Andropov's test

Speculating on whether Yuri Andropov, the new leader of the Soviet Union, is hardline or softline, conservative or moderate, is a fascinating but frustrating game. By Western standards, everyone is a hardliner. Mr. Andropov moved quickly into the most powerful position in the Kremlin - general secretary of the Soviet Communist Party - and, to stay there, he will have to serve the interests and purposes of the totalitarian Soviet state.

The question is whether he is capable of the kind of flexibility that will be needed to cope with the nation's troubles at home and abroad. There is some evidence that, although he can be ruthless - as demonstrated by his crackdown on dissent as head of the KGB - Mr. Andropov is not a hidebound ideologue unwilling to adapt to changing circumstances. The Hungarians, for one, seem to think he was in part responsible for the fact that Janos Kadar emerged as a pragmatic reformer after Moscow brutally put down the Hungarian uprising in 1956. Mr. Andropov was then Soviet ambassador in Budapest, and may have had an influence on Brezhnev's willingness to let Hungary experiment with a reformist policy.

As for his connection with the dreaded KGB, it might be mentioned that Mr. Andropov was not a career secret policeman but came up through the party ranks. When he left an earlier post in the important party Secretariat to become KGB chief in 1967, the move was an effort to batten down civilian party control of the secret police apparatus. Some Kremlinologists believe, moreover, that this experience gave him a useful knowledge of the world - and of the tolerance for change possible within Soviet society.

Be that as it may, there can be no doubt that what the Soviet system needs is a breath of fresh air blowing through its stodgy corridors.Mr. Andropov inherits an economy in shambles. It should gall him and his colleagues that 65 years after the Bolshevik Revolution the regime cannot provide the Soviet people with enough decent housing, or the most rudimentary consumer goods, or an abundance and variety of food on the table. There is hardly a country in the world that has not made better progress in feeding its people.

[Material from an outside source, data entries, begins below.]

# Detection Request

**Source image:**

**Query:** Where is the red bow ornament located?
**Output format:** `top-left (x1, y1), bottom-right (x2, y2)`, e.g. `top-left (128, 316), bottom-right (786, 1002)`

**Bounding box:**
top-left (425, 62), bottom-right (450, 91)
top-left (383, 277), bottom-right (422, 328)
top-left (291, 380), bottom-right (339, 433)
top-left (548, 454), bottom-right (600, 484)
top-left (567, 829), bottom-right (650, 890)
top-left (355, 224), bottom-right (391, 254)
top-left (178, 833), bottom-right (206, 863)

But the Politburo cannot hope to overcome the inertia of the leaden Soviet bureaucracy by mere tinkering. Brezhnev had his plans for reviving agriculture. But it will take fundamentally new, creative ideas - and the determination and courage to implement them - to turn things around . There is plenty of scientific and technical talent in the Soviet Union but it needs to be freed to come to flower.

Would economic reform lead to challenge of the political system? That, in Kremlin eyes, is always the danger. But surely even within the rigidities of the communist system there is room for innovation. The Soviet leadership has seen that Western-style music and jeans have not started a political revolution. Perhaps they would find a loosening of the lid, a bit more elbow room for Soviet citizens, far less threatening than they think.

Overseas, too, Mr. Andropov has his challenges. His predecessor bequeathed the strongest military machine in Soviet history. Yet that power counts for little in the Kremlin's ability to influence others. In few places in the world are the Russians respected, and even in Eastern Europe, their own backyard, people are struggling to get out from under Moscow's heel. Is that how Mr. Andropov wants Russians to be regarded? Merely as crude thugs that can command loyalty only at the point of a gun? Indeed the respect and stature which the Soviet Union so desperately seeks will remain elusive until it can show the world a different face.

Granted, things cannot change quickly. Mr. Andropov's rivals will be nipping at his heels at every turn. But if the new Soviet leader has the sophistication and capacity for flexibility - and even the poetic bent - some credit him with, he will fearlessly begin to move his country in new directions. This will be the test of his leadership.